How To Configure Data¶
Olive Data config organizes the data loading, preprocessing, batching and post processing into a single json config and defines several popular templates to serve Olive optimization.
The configuration of Olive data config is positioned under Olive run config with the field of data_configs, and the data config is defined as a list of data config items. Here is an example of data config: open_llama_sparsegpt_gpu .
"data_configs": {
"dataset_1": {...},
"dataset_2": {...},
}
Then if there is any requirement to leverage the data config in Olive passes/evaluator, we can simply refer to the data config key name. For above open_llama_sparsegpt_gpu case, the passes/evaluator data config is: open_llama_sparsegpt_gpu data_config reference .
"evaluators": {
"common_evaluator": {
...,
"data_config": "dataset_1"
},
...
},
"passes": {
"common_pass": {
...,
"data_config": "dataset_2"
},
...
}
Before deep dive to the generic data config, let’s first take a look at the data config template.
Supported Data Config Template¶
The data config template is defined in olive.data.template module which is used to create data_config easily.

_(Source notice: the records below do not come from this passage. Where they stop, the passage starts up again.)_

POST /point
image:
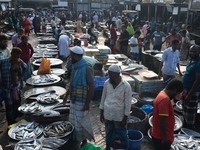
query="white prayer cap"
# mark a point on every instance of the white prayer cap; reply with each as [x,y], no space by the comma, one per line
[114,68]
[77,50]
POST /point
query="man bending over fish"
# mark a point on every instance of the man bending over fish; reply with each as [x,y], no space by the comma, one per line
[12,71]
[81,91]
[163,116]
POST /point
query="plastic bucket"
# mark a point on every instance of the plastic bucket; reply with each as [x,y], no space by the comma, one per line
[147,108]
[85,42]
[135,139]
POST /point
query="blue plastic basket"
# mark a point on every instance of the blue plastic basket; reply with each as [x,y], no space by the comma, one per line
[99,83]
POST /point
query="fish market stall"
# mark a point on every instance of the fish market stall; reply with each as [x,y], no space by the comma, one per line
[54,63]
[32,93]
[45,109]
[90,51]
[47,40]
[35,136]
[43,80]
[56,71]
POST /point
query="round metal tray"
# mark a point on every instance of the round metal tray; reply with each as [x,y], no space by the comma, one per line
[53,96]
[41,80]
[178,122]
[179,105]
[28,111]
[37,144]
[57,123]
[20,128]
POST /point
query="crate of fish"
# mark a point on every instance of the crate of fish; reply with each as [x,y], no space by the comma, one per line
[102,58]
[25,130]
[99,83]
[147,85]
[58,129]
[29,144]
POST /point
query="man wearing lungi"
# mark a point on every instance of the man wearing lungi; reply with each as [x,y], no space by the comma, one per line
[169,62]
[81,91]
[12,70]
[163,116]
[115,107]
[191,81]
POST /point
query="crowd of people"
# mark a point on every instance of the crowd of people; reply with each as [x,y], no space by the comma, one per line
[116,98]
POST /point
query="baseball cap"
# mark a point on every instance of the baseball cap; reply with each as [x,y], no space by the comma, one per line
[114,68]
[77,50]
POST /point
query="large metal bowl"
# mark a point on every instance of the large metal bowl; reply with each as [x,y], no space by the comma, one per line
[179,106]
[28,144]
[178,122]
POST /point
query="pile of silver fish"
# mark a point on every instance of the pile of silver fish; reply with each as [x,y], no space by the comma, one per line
[52,143]
[28,144]
[43,79]
[25,130]
[185,142]
[48,98]
[30,108]
[58,129]
[62,109]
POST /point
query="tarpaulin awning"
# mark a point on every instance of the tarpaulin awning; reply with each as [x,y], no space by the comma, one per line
[169,8]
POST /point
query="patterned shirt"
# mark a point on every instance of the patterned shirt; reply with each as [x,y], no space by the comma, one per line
[170,59]
[5,66]
[116,102]
[16,40]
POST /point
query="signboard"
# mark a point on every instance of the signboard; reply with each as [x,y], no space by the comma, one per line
[62,4]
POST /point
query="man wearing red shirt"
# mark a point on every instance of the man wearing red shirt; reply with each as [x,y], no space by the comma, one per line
[163,116]
[171,37]
[113,35]
[27,52]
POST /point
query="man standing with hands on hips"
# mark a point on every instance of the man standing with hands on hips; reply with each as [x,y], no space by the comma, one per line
[169,62]
[81,91]
[115,107]
[191,82]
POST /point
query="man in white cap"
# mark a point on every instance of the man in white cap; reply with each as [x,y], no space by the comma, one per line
[115,107]
[63,44]
[81,91]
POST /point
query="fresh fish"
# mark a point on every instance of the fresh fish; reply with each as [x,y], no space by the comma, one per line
[27,130]
[30,108]
[52,143]
[184,142]
[29,144]
[58,129]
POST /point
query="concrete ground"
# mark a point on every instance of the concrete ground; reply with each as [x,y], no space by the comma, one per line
[98,127]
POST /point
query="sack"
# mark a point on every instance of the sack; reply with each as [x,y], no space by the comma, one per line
[118,45]
[112,42]
[87,127]
[44,67]
[90,146]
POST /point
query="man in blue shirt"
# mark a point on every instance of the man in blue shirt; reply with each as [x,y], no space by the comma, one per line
[156,39]
[191,82]
[152,25]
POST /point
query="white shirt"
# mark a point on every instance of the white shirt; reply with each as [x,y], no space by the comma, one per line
[134,49]
[95,18]
[170,60]
[118,23]
[53,23]
[114,19]
[63,44]
[116,102]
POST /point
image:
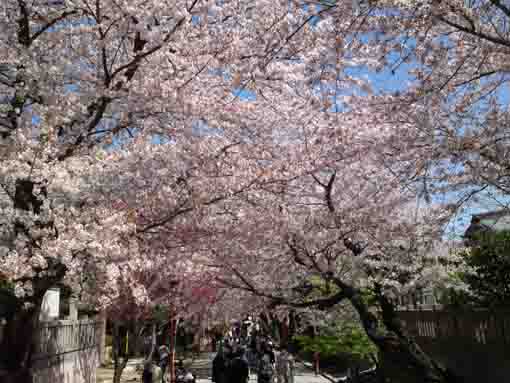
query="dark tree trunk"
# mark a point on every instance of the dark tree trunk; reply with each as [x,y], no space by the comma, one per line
[119,363]
[402,359]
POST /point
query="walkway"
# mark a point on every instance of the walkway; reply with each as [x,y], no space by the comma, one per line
[201,368]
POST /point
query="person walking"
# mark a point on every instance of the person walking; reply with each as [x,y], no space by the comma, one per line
[239,371]
[164,355]
[284,367]
[265,371]
[316,359]
[219,371]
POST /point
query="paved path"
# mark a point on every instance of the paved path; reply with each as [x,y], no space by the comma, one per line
[202,368]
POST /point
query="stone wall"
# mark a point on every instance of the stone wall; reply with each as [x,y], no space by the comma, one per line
[67,351]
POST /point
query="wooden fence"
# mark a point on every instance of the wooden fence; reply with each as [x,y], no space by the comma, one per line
[480,327]
[474,344]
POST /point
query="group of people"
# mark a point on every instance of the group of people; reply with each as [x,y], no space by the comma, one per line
[231,363]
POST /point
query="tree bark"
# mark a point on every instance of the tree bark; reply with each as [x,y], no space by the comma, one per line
[402,359]
[118,363]
[171,348]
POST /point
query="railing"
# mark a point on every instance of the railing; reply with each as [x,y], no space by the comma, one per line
[481,327]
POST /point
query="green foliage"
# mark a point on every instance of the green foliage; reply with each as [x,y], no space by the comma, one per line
[347,339]
[489,261]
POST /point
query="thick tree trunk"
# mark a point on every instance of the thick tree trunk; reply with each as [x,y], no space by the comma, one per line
[171,348]
[119,363]
[402,359]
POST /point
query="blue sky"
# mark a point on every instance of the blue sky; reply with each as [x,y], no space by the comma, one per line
[384,81]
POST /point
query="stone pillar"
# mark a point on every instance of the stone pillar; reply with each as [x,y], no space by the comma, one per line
[73,310]
[50,306]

Currently, we support the following data container which can be generated from olive.data.template:
1. DummyDataContainer : Convert the dummy data config to the data container.
{
"name": "dummy_data_config_template",
"type": "DummyDataContainer",
"params_config": {
"input_shapes": [[1, 128], [1, 128], [1, 128]],
"input_names": ["input_ids", "attention_mask", "token_type_ids"],
"input_types": ["int64", "int64", "int64"],
},
}
from olive.data.config import DataConfig
data_config = DataConfig(
name="dummy_data_config_template",
type="DummyDataContainer",
params_config={
"input_shapes": [[1, 128], [1, 128], [1, 128]],
"input_names": ["input_ids", "attention_mask", "token_type_ids"],
"input_types": ["int64", "int64", "int64"],
},
)
2. HuggingfaceContainer : Convert the huggingface data config to the data container.
{
"name": "huggingface_data_config_template",
"type": "HuggingfaceContainer",
"params_config": {
"model_name": "Intel/bert-base-uncased-mrpc",
"task_type": "text-classification",
"batch_size": 1,
"data_name": "glue",
"input_cols": ["sentence1", "sentence2"],
"label_cols": ["label"],
"split": "validation",
"subset": "mrpc",
},
}
from olive.data.config import DataConfig
data_config = DataConfig(
name="huggingface_data_config_template",
type="HuggingfaceContainer",
params_config={
"model_name": "Intel/bert-base-uncased-mrpc",
"task_type": "text-classification",
"batch_size": 1,
"data_name": "glue",
"input_cols": ["sentence1", "sentence2"],
"label_cols": ["label"],
"split": "validation",
"subset": "mrpc",
},
)
Note
If the input model for Olive is huggingface model, we can update above config under input_model:
{
"input_model":{
"type": "PyTorchModel",
"config": {
"hf_config": {
"model_name": "Intel/bert-base-uncased-mrpc",
"task": "text-classification",
"dataset": {
"data_name":"glue",
"subset": "mrpc",
"split": "validation",
"input_cols": ["sentence1", "sentence2"],
"label_cols": ["label"],
"batch_size": 1
}
}
}
}
}
3. RawDataContainer : Convert the raw data config to the data container.
{
"name": "raw_data",
"type": "RawDataContainer",
"params_config": {
"data_dir": "data",
"input_names": ["data"],
"input_shapes": [[1, 3, 224, 224]],
"input_dirs": ["."],
"input_suffix": ".raw",
"input_order_file": "input_order.txt"
}
}
from olive.data.config import DataConfig
data_config = DataConfig(
name="raw_data",
type="RawDataContainer",
params_config={
"data_dir": "data",
"input_names": ["data"],
"input_shapes": [[1, 3, 224, 224]],
"input_dirs": ["."],
"input_suffix": ".raw",
"input_order_file": "input_order.txt"
}
)
Generic Data Config¶
- If no data config template can meet the requirement, we can also define the data config directly. The data config is defined as a dictionary which includes the following fields:
name: the name of the data config.
- type: the type name of the data config. Available type:
DataContainer : the base class of all data config.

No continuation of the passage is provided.